Typewriters. I remember typewriters. I even remember manual Smith Coronas. I remember carbon paper and erasable paper. (Oh my God, I AM old.)
Keypunch and all those keypunch cards. I remember COBAL.
Huge computers that filled cold rooms. Something called DEC-10.
Volkswriter, and then WordPerfect.

Elavil and haldol and there was no Prozac, no atypical anti-psychotics.
Patients stayed in psychiatric units for weeks to months, and even years.
I remember psychiatric units with Adirondack chairs on the lawns and patients went home on overnight passes.
Psychiatric residents who routinely had personal analyses (this may have been a New York thing).

I remember classrooms filled with wild little boys who didn't take stimulants.
I remember a time when I'd never met a child with autism. Learning about autism in college, a very rare condition.

I remember Tab and the world before Diet Coke. Cheerios were unflavored and the only bread was white bread. Scooter pies, Pop tarts and plastic Twinkies tasted good, but Cap'n Crunch ruled. Ronald McDonald toured and lines ran around the block.

So maybe I am old. Someone, please hand me my cane.




Tuesday, December 26, 2006

Methuselah's Genes


Two interesting new research pieces came out this past week or so on aging and dementia.

First, this piece about a gene which is found more often in folks who live 100 years, suggesting that people with the val-val variant of the CETP gene (cholesteryl ester transfer protein) may have a better shot at living a longer life. Centenarians with this genetic variant were also five times less likely to have dementia. The gene, found on Chromosome 16 (OMIM), produces a protein involved in lipid metabolism which results in larger, less sticky, cholesterol particles. The article came out in today's Neurology.
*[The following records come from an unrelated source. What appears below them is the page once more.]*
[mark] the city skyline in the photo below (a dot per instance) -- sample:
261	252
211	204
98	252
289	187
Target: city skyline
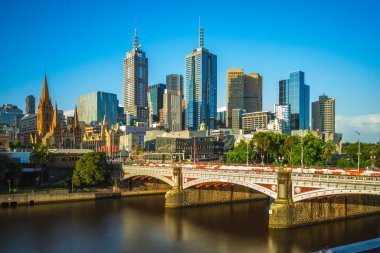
333	65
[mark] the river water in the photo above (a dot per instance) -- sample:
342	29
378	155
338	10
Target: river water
141	224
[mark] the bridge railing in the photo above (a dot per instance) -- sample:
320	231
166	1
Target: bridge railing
336	178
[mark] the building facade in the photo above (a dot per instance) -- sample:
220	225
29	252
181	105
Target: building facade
49	131
156	93
172	111
136	81
27	128
323	114
244	91
10	115
296	93
175	82
283	118
94	106
254	121
201	87
30	105
237	118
I looked in PubMed for similar articles from this author (Barzilai) and found this April 2006 article in PLoS Biology looking at several longevity-related genes in this same population. This article describes two genes which are more prevelant in really old people: the val/val (also known as I405V) variant of CETP and the -641C variant of the APOC3 gene (another one that deals with lipids).

Here's what's really cool. This guy has gathered this big group of centenarians and is doing genome-wide scans to determine which genes may be associated with longer (and healthier) lives. This work comes out of Albert Einstein's Institute for Aging Research.


The second item is the NEJM article, from Gary Small at the UCLA Center on Aging, which showed that a molecule (FDDNP) binds to the amyloid plaques and tau protein tangles which are characteristic for Alzheimer's disease. After an injection of this experimental tracer chemical, a PET scan can then show where this stuff is in the brain. If there's enough of it, and in the right places, chances are good that you have (or are developing) Alzheimer's dementia.

This is just a research tool, at the moment. Neither this imaging tool, nor the above genetic tests, can be used clinically in the assessment of dementia risk or diagnosis. Maybe one day.